Purpose : To establish a reproducible and reliable rat model of indirect traumatic optic neuropathy (ITON) induced by blunt force trauma, characterized by a high specificity in replicating the progression of axonal membrane damage while ensuring no mortality.

Methods : Male Brown Norway rats received closed-head blunt force trauma five times from a pneumatically controlled cortical impactor near the bony orbit cavity without any overt damage to the surrounding tissue structures. Optic nerves were harvested 2 weeks and 4 weeks post-injury to assess structural changes and microglial activation. Immunohistological analysis was employed to assess myelin thickening as a marker of axonal damage, and its validation was conducted using Stimulated Raman Scattering (SRS) microscopy. Morphological changes indicative of the microglial response to injury along the optic nerve were observed, accompanied by inflammation tracked by CD68 immunostaining.

Results : Our trauma model generated a concussive trauma to the intra-orbital segment of the optic nerve. We observed an early and statistically significant increase in the thickening of individual axonal membranes (p< 0.0001) compared to age matched sham animals. Imaging based evaluation of lipids in the optic nerve by label free stimulated Raman scattering SRS microscopy revealed significant changes in signal intensity in 2850 cm⁻¹, primarily indicating CH2 symmetric stretching, reflecting axonal membrane myelin lipid variation. A progressive transition of the microglial population from ramified morphology (M2) to ameboid/phagocytic (M1) was observed with time. A temporal progression of increase in CD68 immunopositive microglia (p<0.01) was observed along the optic nerve tract.

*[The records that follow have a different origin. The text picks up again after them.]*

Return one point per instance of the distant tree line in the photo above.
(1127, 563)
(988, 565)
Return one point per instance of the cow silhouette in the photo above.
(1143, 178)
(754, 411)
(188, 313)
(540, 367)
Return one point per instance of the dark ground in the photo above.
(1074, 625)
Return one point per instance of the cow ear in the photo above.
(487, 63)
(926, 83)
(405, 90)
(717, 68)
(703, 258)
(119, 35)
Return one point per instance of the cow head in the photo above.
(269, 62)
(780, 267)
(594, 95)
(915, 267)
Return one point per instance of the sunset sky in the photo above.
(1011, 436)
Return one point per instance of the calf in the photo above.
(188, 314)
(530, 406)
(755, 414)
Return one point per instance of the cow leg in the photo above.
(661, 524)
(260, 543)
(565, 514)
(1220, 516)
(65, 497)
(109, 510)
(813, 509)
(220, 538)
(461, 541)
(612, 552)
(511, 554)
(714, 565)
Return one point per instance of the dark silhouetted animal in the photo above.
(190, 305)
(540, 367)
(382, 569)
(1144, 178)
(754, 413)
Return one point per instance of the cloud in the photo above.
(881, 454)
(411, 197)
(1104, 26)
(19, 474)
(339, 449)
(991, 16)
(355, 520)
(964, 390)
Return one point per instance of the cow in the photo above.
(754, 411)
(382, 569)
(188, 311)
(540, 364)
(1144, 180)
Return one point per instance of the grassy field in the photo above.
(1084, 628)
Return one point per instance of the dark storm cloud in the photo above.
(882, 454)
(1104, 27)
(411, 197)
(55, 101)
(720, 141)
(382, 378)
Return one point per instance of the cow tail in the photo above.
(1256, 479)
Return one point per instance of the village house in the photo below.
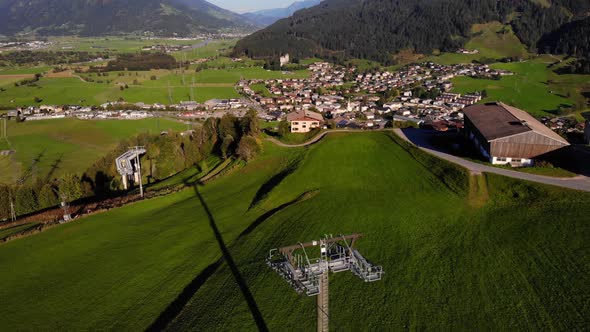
(304, 121)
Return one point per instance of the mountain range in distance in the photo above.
(105, 17)
(377, 29)
(267, 17)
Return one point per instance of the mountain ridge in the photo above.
(267, 17)
(101, 17)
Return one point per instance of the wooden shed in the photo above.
(507, 135)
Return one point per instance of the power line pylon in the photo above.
(336, 255)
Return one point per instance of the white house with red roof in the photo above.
(304, 121)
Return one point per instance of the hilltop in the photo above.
(376, 29)
(269, 16)
(96, 17)
(458, 252)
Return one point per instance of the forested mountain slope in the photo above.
(375, 29)
(99, 17)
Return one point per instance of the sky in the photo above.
(243, 6)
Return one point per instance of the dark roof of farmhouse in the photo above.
(498, 120)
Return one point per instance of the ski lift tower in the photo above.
(129, 166)
(310, 276)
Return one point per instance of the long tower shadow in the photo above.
(174, 309)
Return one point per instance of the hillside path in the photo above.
(581, 182)
(315, 139)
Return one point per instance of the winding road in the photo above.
(581, 183)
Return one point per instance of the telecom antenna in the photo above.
(192, 90)
(129, 167)
(12, 211)
(65, 205)
(311, 276)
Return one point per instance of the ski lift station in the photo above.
(129, 167)
(310, 275)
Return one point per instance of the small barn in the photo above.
(509, 136)
(304, 121)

Conclusions : We have created a progressive axonal damage ITON model that confers no mortality and skull fracture. This model produces quantifiable axonal myelin thickening as a response to inflammation and attempts to repair the nerve fibers. However, the structural alterations within the optic nerve were observed as early as two weeks as an adaptive mechanism to enhance the insulation and support of the damaged nerve fibers within the optic nerve. This blunt force trauma model will be useful for determining the molecular and cellular pathophysiology of ITON, addressing progressive axonal damage and testing therapeutics.

This abstract was presented at the 2024 ARVO Annual Meeting, held in Seattle, WA, May 5-9, 2024.